I was recently (3 months ago) prescribed medication for my ADHD (dexamphetamine) and one of the side effects for the medication is a loss of appetite. This was not good for me as I have always struggled with body image issues and had a slight obsession with my weight and appearance so I saw it as a gateway to losing weight. Over the first couple of weeks- a month I began to eat very small amounts of food each day which lead me to lose 10kg in the blink of an eye. Fast forward a couple of months and I still only eat one meal a day for dinner, this usually consists of around 500 calories of food. For example last night I had a chicken thigh, maybe two and a leafy salad, tonight I had a lamb wrap with some lettuce and Hommus. I don’t have anything else during the day, not a bite of an apple or a cracker, the only other calorie source I have is an occasional coffee with a dash of milk and this has been the same every day for the last 3 months (I have occasionally taken a couple of days off taking my medication and eaten normally though). My question is how is this possible, I have been reading through other reddit posts as well as other articles and everything I have read tells me that I should have lost all my hair and nails along with other body issues.

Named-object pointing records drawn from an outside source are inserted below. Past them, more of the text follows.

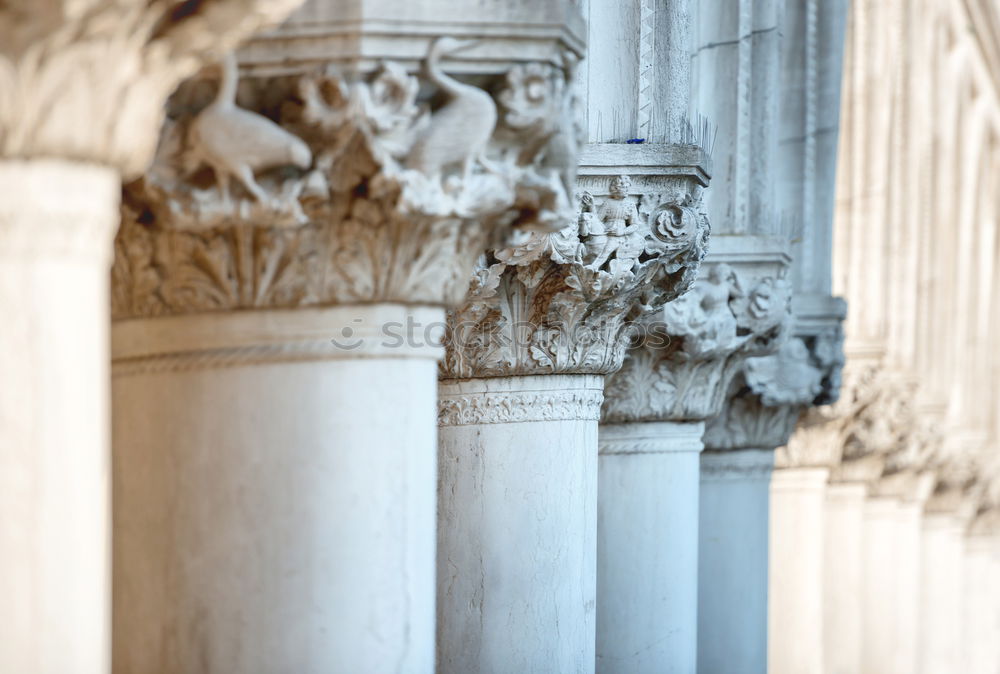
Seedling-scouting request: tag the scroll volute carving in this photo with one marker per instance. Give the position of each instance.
(381, 188)
(86, 79)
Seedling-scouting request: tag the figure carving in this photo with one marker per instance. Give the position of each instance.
(581, 289)
(459, 130)
(237, 143)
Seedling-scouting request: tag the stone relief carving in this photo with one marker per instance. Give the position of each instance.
(683, 367)
(567, 302)
(321, 189)
(512, 407)
(86, 80)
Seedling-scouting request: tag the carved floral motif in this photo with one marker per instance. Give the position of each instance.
(568, 302)
(771, 392)
(682, 368)
(353, 191)
(86, 79)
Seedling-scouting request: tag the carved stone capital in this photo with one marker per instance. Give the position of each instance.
(569, 301)
(682, 367)
(871, 431)
(86, 80)
(320, 189)
(771, 392)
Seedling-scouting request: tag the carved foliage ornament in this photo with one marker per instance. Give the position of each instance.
(681, 369)
(772, 391)
(570, 301)
(380, 189)
(86, 79)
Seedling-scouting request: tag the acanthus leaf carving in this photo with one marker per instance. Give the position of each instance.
(86, 80)
(681, 368)
(319, 189)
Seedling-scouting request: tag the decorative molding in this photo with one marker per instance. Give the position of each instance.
(318, 189)
(680, 370)
(569, 302)
(508, 407)
(650, 438)
(86, 81)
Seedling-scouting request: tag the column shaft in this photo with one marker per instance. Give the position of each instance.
(518, 524)
(647, 547)
(56, 225)
(842, 573)
(274, 501)
(878, 586)
(941, 591)
(795, 613)
(732, 561)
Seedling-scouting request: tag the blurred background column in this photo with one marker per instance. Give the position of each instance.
(84, 85)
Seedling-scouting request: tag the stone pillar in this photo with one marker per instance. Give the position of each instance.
(647, 530)
(910, 489)
(979, 591)
(278, 330)
(518, 475)
(672, 382)
(83, 93)
(546, 320)
(795, 616)
(941, 574)
(843, 630)
(733, 541)
(879, 617)
(57, 219)
(765, 401)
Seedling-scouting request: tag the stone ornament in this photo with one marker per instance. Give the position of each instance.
(85, 80)
(682, 368)
(768, 396)
(569, 301)
(321, 189)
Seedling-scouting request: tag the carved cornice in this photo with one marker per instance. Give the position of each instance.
(321, 190)
(462, 406)
(771, 393)
(86, 80)
(681, 368)
(568, 302)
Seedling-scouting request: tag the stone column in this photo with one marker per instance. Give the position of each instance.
(670, 384)
(733, 519)
(795, 614)
(910, 488)
(83, 88)
(843, 630)
(765, 402)
(941, 574)
(648, 532)
(278, 326)
(979, 592)
(546, 320)
(879, 613)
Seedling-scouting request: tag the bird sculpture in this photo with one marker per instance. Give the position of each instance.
(236, 143)
(459, 130)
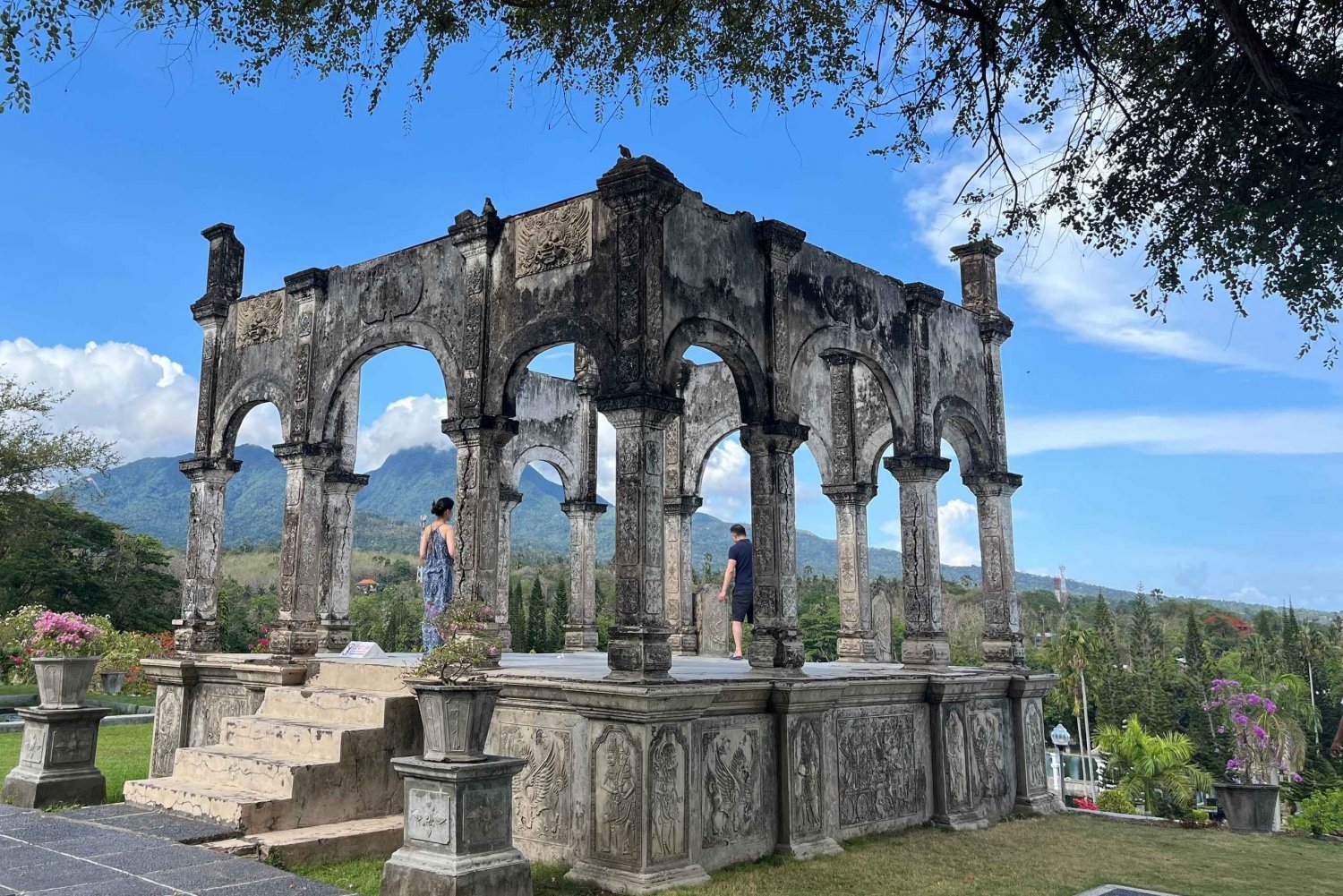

I am a 18 year old male, am just over 6ft tall, have a large frame, broad shoulders etc and regularly exercise and go to the gym. I now weight 73kg and if you looked at me would think I ate the same as everyone else. All weight loss from my lack of eating has stopped and it has been that way for a while now. I struggle with eating more food as I worry about gaining fat, the few times I have attempted to eat more or eaten more for whatever reason I have noticed an immediate increase in my weight and difference in tone etc. Is it really possible that my body’s metabolism has dropped so low that it functions on such a tiny amount of food and if anyone could give me any insight on how I can increase my metabolism without putting on a large amount of weight it would be much appreciated. None of what I have said has been exaggerated or is untrue and thank anyone who can help me in my tricky situation.

Edit. Not sure if this belongs here but was the most appropriate sub reddit I could find.